ウイスキー人気を広めたインフルエンサーたち【第1回/全3回】
文:クリス・ミドルトン
人類がつくる蒸溜酒には、さまざまな種類がある。そのなかで、ウイスキーはいかにして世界最高の人気を博すに至ったのだろう。私はある仮説を立てている。それはインフルエンサーを真似ようとする人間の模倣癖によって、ウイスキー消費の習慣が普及していったのではないかという考えだ。
あらゆる動物は、生まれながらにして模倣の能力を持っている。周囲の仲間の行動を模倣しながら成長し、世代を超えて生存環境の変化にも適応していく。これは動物界における進化の法則を説明する重要な理論でもある。
群れの有力メンバーを模倣することは、地位の低いメンバーが社会的地位を獲得する手段として有効だ。上位者の真似をすることで有益な情報が入手しやすくなり、群れの仲間たちにも認められるようになる。うまくいけば、その結果として理想的な自己実現を果たせるのだ。
社会的な模倣から生まれる信頼関係は、人類が文明を発展させる前提条件でもあった。他者の真似をすることによって、人類は文化的な富を蓄積しながら勢力を広げてきたといってもいいだろう。

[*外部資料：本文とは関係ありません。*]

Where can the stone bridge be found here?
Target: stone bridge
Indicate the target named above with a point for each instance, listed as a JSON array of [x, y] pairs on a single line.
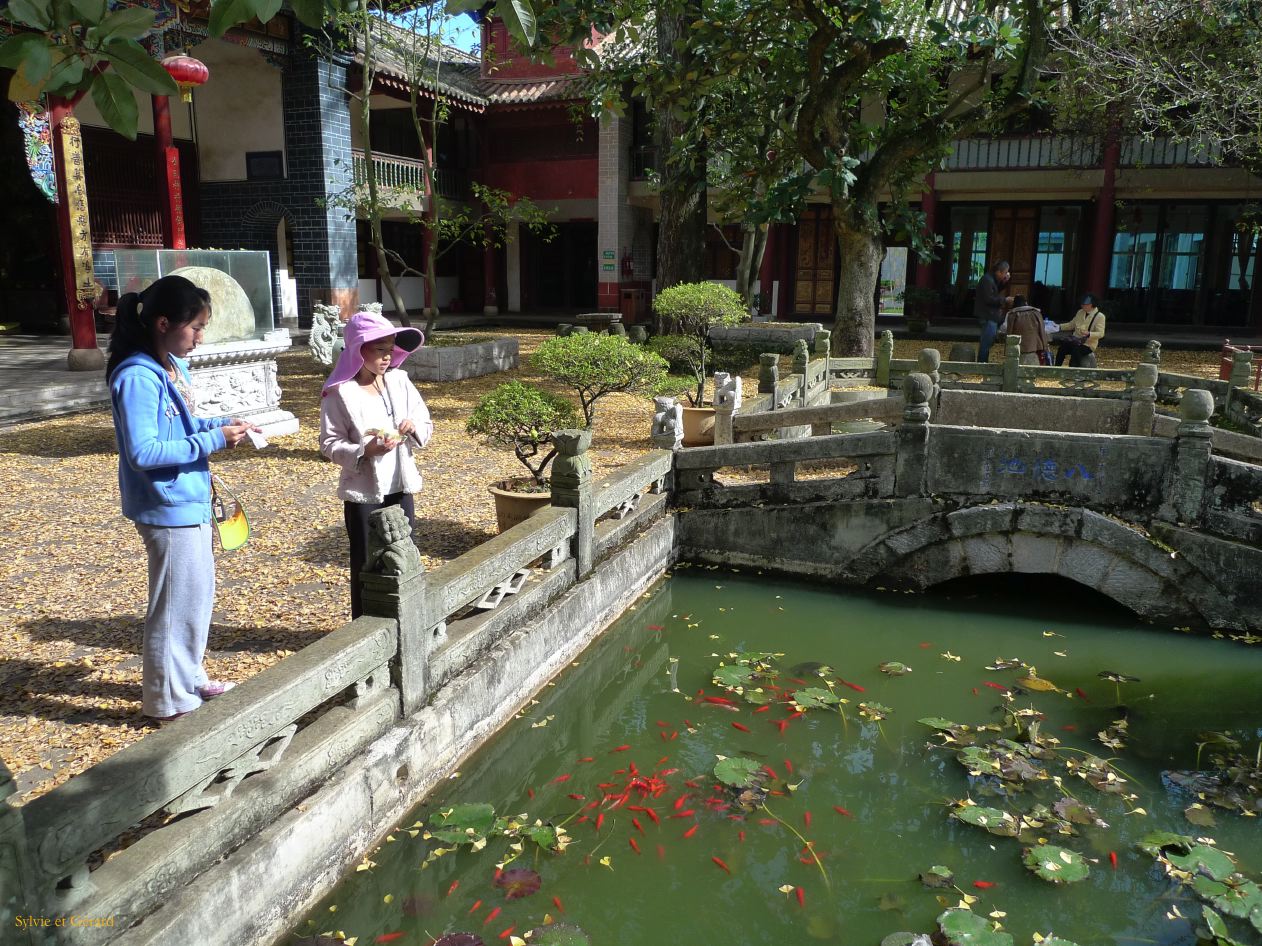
[[1160, 519]]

大麦モルトを蒸溜したスピリッツ(モルトウイスキーの原型)が、イングランドで人々の社交用飲料として飲まれるようになったのはエリザベス朝時代(1558年 – 1603年)である。最初にウイスキーの人気を高めたトレンドセッターは、当時の社会に絶大な影響力を持つ王族や貴族たちだった。
さらにチューダー朝時代が終わると、王族を頂点とするインフルエンサーのピラミッドは裾野を広げていく。威信や権力や富を象徴する社会的地位の高い人々が、注目の的になって影響力を誇示するようになった。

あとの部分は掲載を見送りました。